Vendor‑specific/custom types: Not guaranteed. Provide a .uamodel or .xml for compatibility evaluation.

Error meanings?

  • BadUserAccessDenied → Likely wrong username/password.
  • BadIdentityTokenRejected → Wrong user authentication method configured.
  • BadSecurityChecksFailed → Certificate or security mode mismatch on the secure channel.
    • Pick one: "encryptionSettings": {"sign": true} or "encryptionSettings": {"encrypt": true}.

Request mechanisms

  1. Inter‑request delay: Client issues browse/subscribe/read/monitor requests with a fixed 10 ms spacing (hardcoded).
  2. Failure backoff (browse/subscribe): On failure, the client waits 60 s before retrying to avoid server overload.
  3. Why 60 s? Prevents bursty retries during transient outages.
  4. Can I change these values? No — both the 10 ms spacing and 60 s retry delay are hardcoded.
  5. Does the 60 s backoff apply to read/monitor?
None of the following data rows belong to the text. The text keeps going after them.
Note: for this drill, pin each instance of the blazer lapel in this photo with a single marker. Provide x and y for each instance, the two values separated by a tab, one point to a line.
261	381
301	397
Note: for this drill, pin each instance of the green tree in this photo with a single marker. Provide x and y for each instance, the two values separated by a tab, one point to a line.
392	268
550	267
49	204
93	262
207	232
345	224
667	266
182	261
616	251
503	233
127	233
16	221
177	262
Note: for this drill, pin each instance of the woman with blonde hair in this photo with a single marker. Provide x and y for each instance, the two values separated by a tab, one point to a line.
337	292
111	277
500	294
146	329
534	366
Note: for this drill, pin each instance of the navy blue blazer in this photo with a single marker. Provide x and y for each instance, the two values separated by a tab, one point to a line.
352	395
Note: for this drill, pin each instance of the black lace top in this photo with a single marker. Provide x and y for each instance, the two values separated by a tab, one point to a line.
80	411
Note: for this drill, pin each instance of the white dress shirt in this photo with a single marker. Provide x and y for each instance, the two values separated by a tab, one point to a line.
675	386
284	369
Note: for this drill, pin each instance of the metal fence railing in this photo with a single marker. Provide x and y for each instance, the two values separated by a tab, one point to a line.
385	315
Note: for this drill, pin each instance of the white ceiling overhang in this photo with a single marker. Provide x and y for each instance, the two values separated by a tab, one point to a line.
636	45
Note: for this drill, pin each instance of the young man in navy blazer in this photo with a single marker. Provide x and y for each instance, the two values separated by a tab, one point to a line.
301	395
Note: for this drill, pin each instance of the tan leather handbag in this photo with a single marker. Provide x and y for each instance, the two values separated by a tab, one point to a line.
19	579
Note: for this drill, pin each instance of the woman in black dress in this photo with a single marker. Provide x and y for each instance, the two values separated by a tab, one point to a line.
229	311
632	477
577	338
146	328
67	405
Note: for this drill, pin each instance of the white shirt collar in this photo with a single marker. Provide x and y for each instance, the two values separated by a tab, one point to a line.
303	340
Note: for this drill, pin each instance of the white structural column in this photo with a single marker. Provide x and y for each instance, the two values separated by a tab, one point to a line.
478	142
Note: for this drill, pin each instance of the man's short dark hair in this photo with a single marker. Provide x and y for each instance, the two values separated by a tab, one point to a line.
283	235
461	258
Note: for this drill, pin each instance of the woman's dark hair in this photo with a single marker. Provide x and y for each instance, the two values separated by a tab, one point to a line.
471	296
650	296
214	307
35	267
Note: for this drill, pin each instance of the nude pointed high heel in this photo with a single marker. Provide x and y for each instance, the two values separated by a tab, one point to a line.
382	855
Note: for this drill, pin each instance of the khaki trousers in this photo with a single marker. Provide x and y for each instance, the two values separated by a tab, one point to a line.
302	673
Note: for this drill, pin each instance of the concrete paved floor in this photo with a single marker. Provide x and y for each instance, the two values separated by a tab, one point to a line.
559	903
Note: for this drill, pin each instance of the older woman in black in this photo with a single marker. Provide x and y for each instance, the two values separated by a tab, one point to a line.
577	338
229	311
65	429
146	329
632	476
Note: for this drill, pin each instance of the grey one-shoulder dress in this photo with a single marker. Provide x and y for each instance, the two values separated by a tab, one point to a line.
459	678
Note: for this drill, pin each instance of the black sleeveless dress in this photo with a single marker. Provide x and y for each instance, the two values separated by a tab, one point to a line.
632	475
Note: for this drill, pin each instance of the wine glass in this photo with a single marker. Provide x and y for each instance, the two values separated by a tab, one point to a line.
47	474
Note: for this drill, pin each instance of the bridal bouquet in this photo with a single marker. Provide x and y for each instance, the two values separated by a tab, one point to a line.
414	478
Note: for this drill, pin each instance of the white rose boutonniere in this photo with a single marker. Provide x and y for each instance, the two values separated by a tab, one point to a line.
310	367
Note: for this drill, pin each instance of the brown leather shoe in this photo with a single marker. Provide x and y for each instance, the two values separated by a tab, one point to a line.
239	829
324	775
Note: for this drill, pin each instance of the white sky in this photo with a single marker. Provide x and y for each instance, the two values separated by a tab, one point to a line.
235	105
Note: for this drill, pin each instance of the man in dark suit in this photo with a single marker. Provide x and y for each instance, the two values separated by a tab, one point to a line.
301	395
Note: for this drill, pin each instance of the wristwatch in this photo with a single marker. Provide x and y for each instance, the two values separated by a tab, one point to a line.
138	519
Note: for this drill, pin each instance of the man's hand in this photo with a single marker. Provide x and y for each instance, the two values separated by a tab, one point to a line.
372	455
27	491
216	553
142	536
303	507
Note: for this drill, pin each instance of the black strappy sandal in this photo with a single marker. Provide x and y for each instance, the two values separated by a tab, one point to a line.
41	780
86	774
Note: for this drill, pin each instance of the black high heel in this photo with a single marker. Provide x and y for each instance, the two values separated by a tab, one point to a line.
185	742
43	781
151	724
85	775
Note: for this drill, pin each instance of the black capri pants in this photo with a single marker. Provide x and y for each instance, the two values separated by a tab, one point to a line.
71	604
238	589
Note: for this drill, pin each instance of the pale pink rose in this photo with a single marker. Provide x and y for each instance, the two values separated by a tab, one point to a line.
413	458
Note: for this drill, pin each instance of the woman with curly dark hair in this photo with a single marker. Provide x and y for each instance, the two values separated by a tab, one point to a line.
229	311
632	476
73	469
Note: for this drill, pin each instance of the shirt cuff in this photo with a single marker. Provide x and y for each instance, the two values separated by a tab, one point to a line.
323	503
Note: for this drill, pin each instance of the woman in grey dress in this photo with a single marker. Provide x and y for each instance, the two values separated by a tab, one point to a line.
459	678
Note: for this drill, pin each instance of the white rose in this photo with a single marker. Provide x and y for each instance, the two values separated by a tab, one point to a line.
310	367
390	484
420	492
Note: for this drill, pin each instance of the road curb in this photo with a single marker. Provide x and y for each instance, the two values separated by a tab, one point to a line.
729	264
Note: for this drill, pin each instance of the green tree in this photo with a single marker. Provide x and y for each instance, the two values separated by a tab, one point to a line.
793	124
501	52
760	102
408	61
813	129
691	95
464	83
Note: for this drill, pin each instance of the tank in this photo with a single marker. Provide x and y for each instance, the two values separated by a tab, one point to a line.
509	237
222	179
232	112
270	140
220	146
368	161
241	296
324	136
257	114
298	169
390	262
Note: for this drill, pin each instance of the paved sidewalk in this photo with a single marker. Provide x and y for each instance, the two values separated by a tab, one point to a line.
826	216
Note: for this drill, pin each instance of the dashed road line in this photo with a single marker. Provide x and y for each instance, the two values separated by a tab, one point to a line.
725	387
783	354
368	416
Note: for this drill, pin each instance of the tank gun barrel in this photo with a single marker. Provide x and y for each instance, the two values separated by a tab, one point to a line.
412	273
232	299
No — it is specific to browse and subscribe failures.

Unable to subscribe to nodes

If you see timeouts and secure channel churn during large subscriptions, lower nodesPerSubscribe (e.g., 5000). 
[info] Sub1 subscribing to 20000 new nodes (0 subscribed)
[error] MonitoredItems_createDataChanges: BadTimeout (1/10 tries) reconnect
[warning] client: Sending the request failed with status BadConnectionClosed
[info] client: Client Status: ChannelState: Fresh, SessionState: Created, ConnectStatus: BadNotConnected
[error] runIterate: BadNotConnected (1/10 tries) reconnect

OPC UA client discover Browse BadTimeout

[error] Browse: BadTimeout (N/10 tries) reconnect
[error] Browse: BadTimeout
[error] Bad status: BadTimeout
[error] Browse failed: BadTimeout
[error] browse failed
[error] Node discovery failed.
This indicates node discovery exceeded time limits during browse. Work‑around: Skip browsing and subscribe directly: 
{
  "skipBrowse": true,
  "addNodeIDs": [
    "ns=1;s=[DEVICE]PATH/TAG"
  ]
}
Important: skipBrowse is not compatible with ignorePaths (no browsing occurs).

Why do “Good” quality points show qualitySource = null in the cloud?

Good (status code 0) is treated as “no explicit quality issue,” so qualitySource is omitted (null).
Non‑Good statuses (e.g., Bad, BadOutOfService) are sent verbatim; unknown codes become Unknown StatusCode.

How many nodes can I subscribe to?

It depends on server capacity and network conditions. For best performance, batch large subscriptions and consider reducing nodesPerSubscribe (e.g., 5000).